THE next time people on the East Coast experience a particularly mild winter, they may have sunspots to thank. In over a century of looking, the strongest link yet between the 11-year solar cycle and weather variations on Earth has recently been found: one that includes winter temperatures over much of northeastern North America.
The researcher who discovered the effect is Karin Labitzke of the Free University of Berlin, an expert on weather in the stratosphere. She and her collaborator, Harry van Loon of the National Center for Atmospheric Research in Boulder, Colo., will present the details of their findings to the American Geophysical Union at a meeting this week in San Francisco.
Dr. Labitzke made the discovery while studying an effect that equatorial winds have on weather at the North Pole. Researchers at the University of Washington had reported that the vortex of high-altitude winds - which swirl over the pole during winter - is stronger and colder when stratospheric winds at the equator blow from the west than when they blow from the east.
The West German scientist confirmed the polar effect and, in a 1982 paper, pointed out an intriguing fact: Despite the strengthening effect of western equatorial winds, the polar vortex broke down - causing mild weather - when the number of sunspots was near maximum.
Then, last February while attending a meeting in Washington, D.C., Labitzke got the idea of plotting the sunspot cycle against winter temperatures in the polar stratosphere during periods of west equatorial winds. As she did so, Labitzke found that the temperatures moved up and down in lock step with the number of sunspots. Atmospheric pressure at the North Pole behaves similarly (see graph).

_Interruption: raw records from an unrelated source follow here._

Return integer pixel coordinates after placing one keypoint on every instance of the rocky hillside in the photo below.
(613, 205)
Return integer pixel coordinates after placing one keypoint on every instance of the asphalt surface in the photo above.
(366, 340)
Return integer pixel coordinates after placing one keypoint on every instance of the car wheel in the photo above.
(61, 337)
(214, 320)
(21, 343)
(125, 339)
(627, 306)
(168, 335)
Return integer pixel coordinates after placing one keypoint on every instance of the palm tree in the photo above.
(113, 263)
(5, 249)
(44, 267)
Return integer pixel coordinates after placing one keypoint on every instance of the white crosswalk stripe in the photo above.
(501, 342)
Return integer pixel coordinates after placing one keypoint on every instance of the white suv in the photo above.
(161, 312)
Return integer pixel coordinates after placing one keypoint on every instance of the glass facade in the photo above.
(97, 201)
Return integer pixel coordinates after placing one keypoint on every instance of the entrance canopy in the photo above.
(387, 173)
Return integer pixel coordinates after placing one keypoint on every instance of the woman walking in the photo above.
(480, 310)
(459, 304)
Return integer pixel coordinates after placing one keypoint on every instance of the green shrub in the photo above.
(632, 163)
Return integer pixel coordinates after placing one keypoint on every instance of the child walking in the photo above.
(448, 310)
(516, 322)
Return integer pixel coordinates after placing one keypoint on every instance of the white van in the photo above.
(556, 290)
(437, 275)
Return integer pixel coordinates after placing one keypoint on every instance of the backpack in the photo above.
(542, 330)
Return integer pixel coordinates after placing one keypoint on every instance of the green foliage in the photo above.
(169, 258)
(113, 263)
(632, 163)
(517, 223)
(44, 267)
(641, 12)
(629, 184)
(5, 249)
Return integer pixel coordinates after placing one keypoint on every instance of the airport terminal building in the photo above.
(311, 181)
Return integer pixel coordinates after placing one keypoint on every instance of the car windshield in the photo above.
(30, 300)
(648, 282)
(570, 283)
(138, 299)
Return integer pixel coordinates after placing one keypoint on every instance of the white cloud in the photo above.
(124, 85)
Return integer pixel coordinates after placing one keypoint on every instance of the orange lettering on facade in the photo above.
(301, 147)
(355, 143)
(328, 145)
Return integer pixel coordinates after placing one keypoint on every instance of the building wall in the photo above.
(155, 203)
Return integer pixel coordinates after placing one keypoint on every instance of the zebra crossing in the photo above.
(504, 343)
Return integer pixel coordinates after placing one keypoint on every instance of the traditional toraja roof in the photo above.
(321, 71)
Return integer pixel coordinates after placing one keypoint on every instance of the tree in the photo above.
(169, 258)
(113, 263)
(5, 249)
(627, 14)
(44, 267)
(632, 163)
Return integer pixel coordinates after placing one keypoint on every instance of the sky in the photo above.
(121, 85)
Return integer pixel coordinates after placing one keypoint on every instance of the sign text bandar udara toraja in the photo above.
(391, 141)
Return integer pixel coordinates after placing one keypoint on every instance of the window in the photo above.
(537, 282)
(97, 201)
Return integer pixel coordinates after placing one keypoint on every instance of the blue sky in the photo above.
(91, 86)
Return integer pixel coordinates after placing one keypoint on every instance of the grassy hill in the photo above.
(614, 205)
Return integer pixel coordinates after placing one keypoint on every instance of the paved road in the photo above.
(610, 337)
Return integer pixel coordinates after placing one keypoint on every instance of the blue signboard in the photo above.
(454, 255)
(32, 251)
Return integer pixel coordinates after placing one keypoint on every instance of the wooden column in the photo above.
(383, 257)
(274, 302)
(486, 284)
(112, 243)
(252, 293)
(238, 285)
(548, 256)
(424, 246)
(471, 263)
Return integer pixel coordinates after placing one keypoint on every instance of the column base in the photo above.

When she and Dr. van Loon analyzed this relationship further, they discovered that it was the strongest correlation ever found between a terrestrial weather phenomenon and solar variability. ``I've been in this business for 40 years, and I've never seen anything like this before,'' van Loon comments.
Previously, one of the strongest candidates for a solar-cycle effect was the 22-year drought cycle in the Southwest United States that appears to persist in climatic reconstructions from tree rings that extend back to the early 1600s. A prehistoric possibility is a series of distinctive bands in rock outcrops in Adelaide, Australia. These vary regularly with an 11-year cycle.
Other apparent correlations between the solar cycle and terrestrial weather have failed to hold up. For instance, the water level of Lake Victoria in Africa varied with the sunspot number for two solar cycles, but then the apparent connection disappeared.
The problem is that purely statistical connections, as in the Lake Victoria case, cannot be trusted. Without a physical mechanism that can explain a mathematical correlation, scientists are reluctant to accept their validity. In the sunspot-weather case, it has not yet been possible to establish such a mechanism. The energy output of the sun appears to vary by only a tenth of a percent during the solar cycle. And that is not enough to influence Earth's weather directly.
Labitzke and van Loon do not claim to have identified such a mechanism, and the period of their data is relatively short, lasting only for 3.5 solar cycles, rather than the six cycles that would be considered completely convincing. The statistical relationship, however, is exceptionally strong.
The key to such strong correlations is the direction of high-altitude equatorial wind currents. Since the early 1950s, meteorologists have known that these winds switch from easterly to westerly every two to three years, a phenomenon known as the quasi-biennial oscillation, or QBO.
Scientists have found that when the QBO is in its westerly phase and sunspot numbers are high, surface temperatures and pressures are also higher than normal throughout an irregularly shaped area surrounding the North Pole. For instance, their calculations indicate that the average temperature in January and February at Cape Hatteras, N.C., during winters when the sunspot number is high is almost 3 degrees Celsius higher than when the number is low: the difference between a relatively mild and severe winter. And, although the correspondence is not as strong, the opposite holds true when the QBO is easterly.
Labitzke and van Loon calculate the odds at less than 222 to 1 that dividing the records into two series - corresponding to different phases of the QBO - could result in an accidental correlation as strong as what they have found.
More significantly, perhaps, their discovery suggests that the equator is the place to look for a possible mechanism that amplifies small variations in solar flux so that it affects terrestrial weather. They have noted that the tropopause, the boundary between the upper and lower atmosphere, seems to rise and fall over the equator in time with the solar cycle. So they reason that if changes in solar activity can directly affect tropical convection, the signal could spread throughout the atmosphere.